# A video of my emersed plant setup



## Sean W. (Feb 2, 2014)

Hey guys,

Just a quick video showing my emersed setup






*EDIT*

dunno how to embed it on this forum


----------



## TankAaron (Aug 8, 2014)

I saw the vid. Great info. I like the set up. And the plants are b-e-a-u-tiful! (<- Think Jim Carrey in Bruce Almighty.)
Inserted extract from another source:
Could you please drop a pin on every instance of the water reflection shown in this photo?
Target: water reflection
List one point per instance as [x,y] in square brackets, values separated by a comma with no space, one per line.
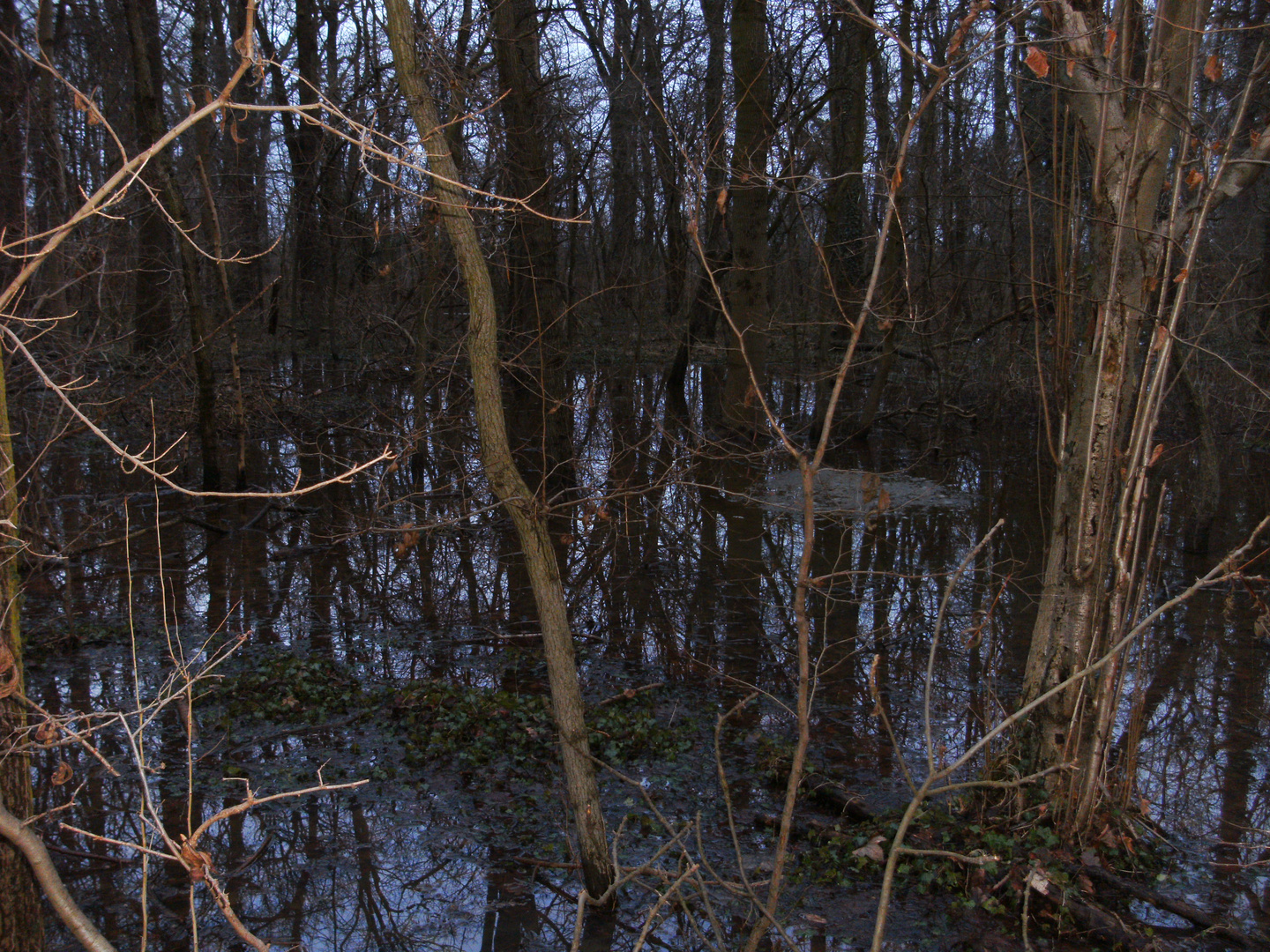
[678,570]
What area of SoCal do you live in? And what would happen to the plants in going from immersed to submersed? I know the general changes plants go through, but have you done it with your A.r. minis?


----------



## Sean W. (Feb 2, 2014)

I just finished painting the inside of the light fixture with the CFL bulbs in it, white. Before I painted it, at 12" from the fixture I was getting 4100 lumens, after I painted it i got 7060 lumens at 12". simply painting the inside of the light fixture gave me a 72.2%% increase in light. No extra heat or energy needed. just a coat of white paint ﻿


----------



## TankAaron (Aug 8, 2014)

Did you do plain white paint? Or did you do those "super" white, chemically enhanced, DIY paint?


----------



## Sean W. (Feb 2, 2014)

just a can of white paint i found in the garage, not sure what it is haha.


----------



## TankAaron (Aug 8, 2014)

I will have to do the same, then. Thanks for the info.


----------